My feature tables and metadata files are as below:

DNA paired end:
ww-DNA_1to11_paired-end-demux-trimmed-dada2-rep-seqs-table2.qza (125.3 KB) DNA_1to11_metadat-paired.tsv (1.2 KB)

DNA single end (V2 and V3 region only):
Ionexpress_1to11_metadat-singleDNA.tsv (1.3 KB) Ionexpress_1to11-dada2-rep-seqs-V3-table4-DNA-single.qza (101.1 KB) Ionexpress_1to11-dada2-rep-seqs-V2-table4-DNA-single.qza (101.1 KB)

cDNA-paired end:
ww-cDNA_1to11_paired-end-demux-trimmed-dada2-rep-seqs-table.qza (105.5 KB) cDNA_1to11_metadat-paired.tsv (1.2 KB)

cDNA single end:
Ionexpress_1to11-dada2-rep-seqs-table2-cDNA-single.qza (626.2 KB) cDNA_1to11_metadat.tsv (1.2 KB)
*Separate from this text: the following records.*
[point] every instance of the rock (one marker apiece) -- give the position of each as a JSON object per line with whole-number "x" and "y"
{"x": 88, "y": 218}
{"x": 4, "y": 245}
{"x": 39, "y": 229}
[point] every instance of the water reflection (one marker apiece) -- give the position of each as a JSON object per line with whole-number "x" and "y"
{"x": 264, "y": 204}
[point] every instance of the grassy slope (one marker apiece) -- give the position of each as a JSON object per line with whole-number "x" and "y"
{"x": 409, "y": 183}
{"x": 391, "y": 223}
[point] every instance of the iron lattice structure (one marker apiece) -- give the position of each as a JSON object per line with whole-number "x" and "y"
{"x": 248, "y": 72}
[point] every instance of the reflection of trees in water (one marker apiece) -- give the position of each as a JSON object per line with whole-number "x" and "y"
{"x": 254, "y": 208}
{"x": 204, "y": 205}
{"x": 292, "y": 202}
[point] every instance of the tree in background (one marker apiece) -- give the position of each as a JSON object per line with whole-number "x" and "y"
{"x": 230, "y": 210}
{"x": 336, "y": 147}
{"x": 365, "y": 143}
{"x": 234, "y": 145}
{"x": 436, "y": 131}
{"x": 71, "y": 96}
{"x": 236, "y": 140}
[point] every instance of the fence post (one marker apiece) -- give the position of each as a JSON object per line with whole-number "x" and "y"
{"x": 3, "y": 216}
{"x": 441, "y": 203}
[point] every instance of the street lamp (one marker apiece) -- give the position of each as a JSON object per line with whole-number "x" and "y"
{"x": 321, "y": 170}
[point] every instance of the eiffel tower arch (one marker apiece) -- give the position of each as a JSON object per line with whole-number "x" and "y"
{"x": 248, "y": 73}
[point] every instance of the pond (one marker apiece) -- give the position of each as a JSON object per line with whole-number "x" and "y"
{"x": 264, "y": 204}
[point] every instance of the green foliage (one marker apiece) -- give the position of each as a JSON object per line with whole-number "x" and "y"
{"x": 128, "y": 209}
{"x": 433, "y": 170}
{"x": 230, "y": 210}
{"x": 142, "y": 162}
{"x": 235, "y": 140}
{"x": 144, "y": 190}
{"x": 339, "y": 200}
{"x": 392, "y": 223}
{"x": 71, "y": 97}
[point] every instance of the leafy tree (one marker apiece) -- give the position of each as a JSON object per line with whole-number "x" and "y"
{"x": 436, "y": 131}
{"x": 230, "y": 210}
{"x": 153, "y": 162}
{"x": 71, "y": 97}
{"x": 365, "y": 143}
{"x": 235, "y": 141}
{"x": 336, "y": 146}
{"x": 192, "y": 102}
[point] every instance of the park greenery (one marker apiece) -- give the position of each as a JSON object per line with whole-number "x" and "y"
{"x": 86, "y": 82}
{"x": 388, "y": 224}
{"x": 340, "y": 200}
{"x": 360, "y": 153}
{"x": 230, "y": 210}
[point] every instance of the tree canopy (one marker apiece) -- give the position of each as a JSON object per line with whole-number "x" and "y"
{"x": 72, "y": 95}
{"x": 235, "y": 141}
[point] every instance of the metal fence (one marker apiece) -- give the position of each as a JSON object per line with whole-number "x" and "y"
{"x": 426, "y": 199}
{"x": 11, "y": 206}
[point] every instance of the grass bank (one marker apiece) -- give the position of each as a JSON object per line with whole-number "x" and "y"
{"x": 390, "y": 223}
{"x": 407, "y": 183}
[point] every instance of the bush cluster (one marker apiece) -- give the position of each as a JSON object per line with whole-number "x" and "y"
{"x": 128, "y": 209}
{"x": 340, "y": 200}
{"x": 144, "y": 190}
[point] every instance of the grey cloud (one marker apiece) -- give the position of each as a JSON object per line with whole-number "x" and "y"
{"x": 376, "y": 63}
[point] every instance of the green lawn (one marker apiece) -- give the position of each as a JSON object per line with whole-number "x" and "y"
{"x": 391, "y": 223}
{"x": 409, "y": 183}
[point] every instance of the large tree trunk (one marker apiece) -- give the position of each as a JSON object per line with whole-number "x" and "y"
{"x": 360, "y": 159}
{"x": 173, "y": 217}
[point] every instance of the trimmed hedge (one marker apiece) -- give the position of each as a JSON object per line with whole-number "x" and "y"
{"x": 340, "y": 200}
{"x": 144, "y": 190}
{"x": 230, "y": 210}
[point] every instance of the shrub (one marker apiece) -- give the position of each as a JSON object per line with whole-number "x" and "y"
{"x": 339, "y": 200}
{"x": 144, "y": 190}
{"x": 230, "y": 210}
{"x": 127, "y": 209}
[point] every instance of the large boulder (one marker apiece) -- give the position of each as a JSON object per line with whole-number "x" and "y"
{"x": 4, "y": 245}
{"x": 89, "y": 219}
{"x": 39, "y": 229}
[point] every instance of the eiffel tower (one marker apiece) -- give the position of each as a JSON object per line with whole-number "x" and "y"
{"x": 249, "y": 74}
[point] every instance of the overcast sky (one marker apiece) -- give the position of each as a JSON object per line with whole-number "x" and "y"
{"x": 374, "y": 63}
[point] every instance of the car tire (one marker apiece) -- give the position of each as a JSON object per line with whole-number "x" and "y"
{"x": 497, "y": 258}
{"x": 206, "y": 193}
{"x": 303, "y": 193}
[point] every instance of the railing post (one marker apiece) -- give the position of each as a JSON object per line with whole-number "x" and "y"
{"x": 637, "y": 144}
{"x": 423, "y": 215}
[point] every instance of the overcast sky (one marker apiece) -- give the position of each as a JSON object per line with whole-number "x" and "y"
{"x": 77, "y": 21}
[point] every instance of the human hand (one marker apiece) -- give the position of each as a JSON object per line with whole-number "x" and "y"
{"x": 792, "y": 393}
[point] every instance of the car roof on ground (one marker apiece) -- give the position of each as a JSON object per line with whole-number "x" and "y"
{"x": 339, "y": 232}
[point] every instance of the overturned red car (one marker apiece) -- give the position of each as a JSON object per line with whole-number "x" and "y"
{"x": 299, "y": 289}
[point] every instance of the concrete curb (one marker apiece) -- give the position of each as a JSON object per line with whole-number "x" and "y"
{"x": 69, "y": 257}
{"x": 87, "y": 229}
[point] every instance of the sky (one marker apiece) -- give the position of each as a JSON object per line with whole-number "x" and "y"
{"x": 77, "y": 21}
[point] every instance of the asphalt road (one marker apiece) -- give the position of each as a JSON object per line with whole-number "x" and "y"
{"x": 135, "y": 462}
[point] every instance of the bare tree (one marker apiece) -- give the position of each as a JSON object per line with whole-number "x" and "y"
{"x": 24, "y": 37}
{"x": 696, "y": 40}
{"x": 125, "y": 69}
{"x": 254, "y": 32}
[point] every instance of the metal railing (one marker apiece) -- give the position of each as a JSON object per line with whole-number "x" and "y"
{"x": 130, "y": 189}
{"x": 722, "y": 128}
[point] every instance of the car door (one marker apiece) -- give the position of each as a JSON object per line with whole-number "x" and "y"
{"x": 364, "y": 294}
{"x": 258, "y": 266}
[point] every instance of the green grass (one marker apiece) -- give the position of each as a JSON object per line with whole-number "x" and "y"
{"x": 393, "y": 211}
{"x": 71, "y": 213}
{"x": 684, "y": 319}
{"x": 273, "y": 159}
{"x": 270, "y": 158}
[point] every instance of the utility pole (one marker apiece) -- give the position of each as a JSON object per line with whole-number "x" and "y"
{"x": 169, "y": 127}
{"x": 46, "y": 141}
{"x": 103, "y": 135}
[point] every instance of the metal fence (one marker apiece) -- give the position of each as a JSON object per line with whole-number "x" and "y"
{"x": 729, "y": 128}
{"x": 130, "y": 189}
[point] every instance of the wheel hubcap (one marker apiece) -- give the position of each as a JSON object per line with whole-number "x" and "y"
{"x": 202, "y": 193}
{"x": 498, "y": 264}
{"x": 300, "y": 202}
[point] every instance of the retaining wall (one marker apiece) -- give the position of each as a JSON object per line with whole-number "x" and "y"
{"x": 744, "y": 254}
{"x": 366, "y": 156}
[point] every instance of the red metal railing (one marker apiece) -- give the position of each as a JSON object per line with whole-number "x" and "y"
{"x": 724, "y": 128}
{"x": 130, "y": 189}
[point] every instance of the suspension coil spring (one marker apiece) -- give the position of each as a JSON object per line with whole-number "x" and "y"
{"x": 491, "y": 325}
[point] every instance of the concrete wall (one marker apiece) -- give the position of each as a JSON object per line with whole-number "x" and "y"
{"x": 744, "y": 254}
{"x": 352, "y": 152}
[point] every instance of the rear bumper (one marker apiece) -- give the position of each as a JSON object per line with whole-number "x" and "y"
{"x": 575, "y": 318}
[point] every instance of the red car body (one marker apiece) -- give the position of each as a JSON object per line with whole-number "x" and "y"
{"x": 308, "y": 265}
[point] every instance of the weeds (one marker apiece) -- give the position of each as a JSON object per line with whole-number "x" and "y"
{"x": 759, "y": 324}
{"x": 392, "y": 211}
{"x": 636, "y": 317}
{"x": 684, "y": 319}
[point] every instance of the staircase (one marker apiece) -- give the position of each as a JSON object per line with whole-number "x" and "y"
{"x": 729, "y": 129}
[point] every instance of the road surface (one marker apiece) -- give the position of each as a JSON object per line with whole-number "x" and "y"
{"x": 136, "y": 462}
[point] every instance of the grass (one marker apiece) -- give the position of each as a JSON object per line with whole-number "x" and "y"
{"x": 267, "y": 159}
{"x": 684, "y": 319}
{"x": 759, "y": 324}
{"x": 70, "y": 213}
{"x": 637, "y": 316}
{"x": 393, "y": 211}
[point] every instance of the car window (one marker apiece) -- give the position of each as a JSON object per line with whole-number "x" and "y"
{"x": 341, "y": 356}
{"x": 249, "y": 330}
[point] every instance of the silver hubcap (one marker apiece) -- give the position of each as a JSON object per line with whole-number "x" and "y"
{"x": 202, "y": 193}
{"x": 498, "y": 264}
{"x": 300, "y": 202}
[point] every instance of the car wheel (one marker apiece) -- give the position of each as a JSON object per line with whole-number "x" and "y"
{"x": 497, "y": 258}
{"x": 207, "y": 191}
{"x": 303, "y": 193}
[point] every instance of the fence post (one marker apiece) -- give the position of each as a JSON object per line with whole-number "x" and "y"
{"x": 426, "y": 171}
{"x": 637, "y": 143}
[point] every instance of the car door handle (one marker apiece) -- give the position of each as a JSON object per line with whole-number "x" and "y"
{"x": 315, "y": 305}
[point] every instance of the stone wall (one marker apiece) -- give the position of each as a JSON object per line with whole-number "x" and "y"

I am looking to run the merge command like this:

qiime --i-table ww-cDNA_1to11_paired-end-demux-trimmed-dada2-rep-seqs-table.qza ww-DNA_1to11_paired-end-demux-trimmed-dada2-rep-seqs-table2.qza Ionexpress_1to11-dada2-rep-seqs-table2-cDNA-single.qza Ionexpress_1to11-dada2-rep-seqs-V2-table4-DNA-single.qza Ionexpress_1to11-dada2-rep-seqs-V3-table4-DNA-single.qza --p-axis feature --m-metadata-file cDNA_1to11_metadat-paired.tsv DNA_1to11_metadat-paired.tsv cDNA_1to11_metadat-single.tsv Ionexpress_1to11_metadat-singleDNA.tsv --m-metadata-column SampleID --p-mode sum --o-grouped-table grouped.qza --verbose

Could you please let me know if this is how the feature tables can be merged together for DNA and cDNA? thank you for your time.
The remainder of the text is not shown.